Fees compensation: Ewart Brown (File photograph by Akil Simmons)

Businesses affected by the new tax on sugary products will not qualify for compensation the way providers of high-tech medical scans did, MPs have been told.

Kim Wilson, the health minister, said that businesses had been given advance notice of the new tax, but those that offered diagnostic imaging had been hit “without consultation and warning”.
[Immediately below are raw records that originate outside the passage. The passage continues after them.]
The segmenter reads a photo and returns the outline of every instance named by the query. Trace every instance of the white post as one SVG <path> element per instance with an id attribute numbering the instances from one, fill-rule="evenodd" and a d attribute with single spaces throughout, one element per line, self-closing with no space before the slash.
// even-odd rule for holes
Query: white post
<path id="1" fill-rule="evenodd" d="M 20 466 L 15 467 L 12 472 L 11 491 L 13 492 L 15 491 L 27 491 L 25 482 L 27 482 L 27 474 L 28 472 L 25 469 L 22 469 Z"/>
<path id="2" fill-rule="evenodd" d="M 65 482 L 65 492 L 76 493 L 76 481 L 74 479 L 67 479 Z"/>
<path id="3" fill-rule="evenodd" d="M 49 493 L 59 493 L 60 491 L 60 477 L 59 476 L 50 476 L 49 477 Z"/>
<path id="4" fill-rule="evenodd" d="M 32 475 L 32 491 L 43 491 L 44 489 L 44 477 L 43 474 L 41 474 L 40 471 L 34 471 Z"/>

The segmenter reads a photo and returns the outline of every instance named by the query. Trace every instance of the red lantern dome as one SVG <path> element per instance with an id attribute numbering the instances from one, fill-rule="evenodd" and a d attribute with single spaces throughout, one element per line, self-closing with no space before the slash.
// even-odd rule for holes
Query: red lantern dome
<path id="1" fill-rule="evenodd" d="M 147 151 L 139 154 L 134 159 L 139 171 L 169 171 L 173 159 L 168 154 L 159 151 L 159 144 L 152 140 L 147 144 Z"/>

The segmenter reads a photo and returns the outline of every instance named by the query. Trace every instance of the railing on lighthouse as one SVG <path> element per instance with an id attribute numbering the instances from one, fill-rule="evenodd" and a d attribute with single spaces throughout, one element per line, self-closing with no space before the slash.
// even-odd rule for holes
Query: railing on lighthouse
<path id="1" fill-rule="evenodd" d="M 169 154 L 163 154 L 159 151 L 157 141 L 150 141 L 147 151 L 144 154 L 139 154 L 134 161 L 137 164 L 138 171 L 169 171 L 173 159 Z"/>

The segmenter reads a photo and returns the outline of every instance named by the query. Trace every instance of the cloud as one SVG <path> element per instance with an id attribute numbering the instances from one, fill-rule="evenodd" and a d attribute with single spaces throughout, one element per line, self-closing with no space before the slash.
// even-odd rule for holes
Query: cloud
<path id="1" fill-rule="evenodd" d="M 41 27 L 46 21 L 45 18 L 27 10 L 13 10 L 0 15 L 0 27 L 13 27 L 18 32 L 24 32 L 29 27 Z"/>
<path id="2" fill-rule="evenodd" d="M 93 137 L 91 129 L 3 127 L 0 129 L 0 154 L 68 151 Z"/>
The news came as the minister gave a breakdown in the House of Assembly on payments to Ewart Brown, a former premier and a doctor, and the Bermuda Hospitals Board, after fees for MRI and CT scans were slashed last year. Ms Wilson said Dr Brown’s Bermuda Healthcare Services in Paget was given $680,966 between December last year and May.

The Brown-Darrell Clinic in Smith’s, Dr Brown’s other practice, got a total of $139,151 in five payments over the same period. The Bermuda Hospitals Board was compensated to the tune of $1.863 million in nine payments from December 2017 to March 2018. The details were released in response to parliamentary questions on Friday from Patricia Gordon-Pamplin, the shadow health minister.

Payments were calculated by the Bermuda Health Council, using information from the providers and details from insurance companies. Ms Wilson said the Government had drawn a line on payments to businesses hit by the sugar tax, which came into effect on October 1.

She added: “There was public consultation before the decision was made and businesses had time to prepare. This does not compare to the fees that were imposed without warning or consultation on diagnostic imaging.”

Ms Gordon-Pamplin told the House that information on diagnostic imaging changes had been provided by officials who were “intimately involved at the time”.

Dr Brown, who shut down the CT scanning unit at the Brown Darrell Clinic earlier this year, has maintained that the scanning fees were cut without any consultation.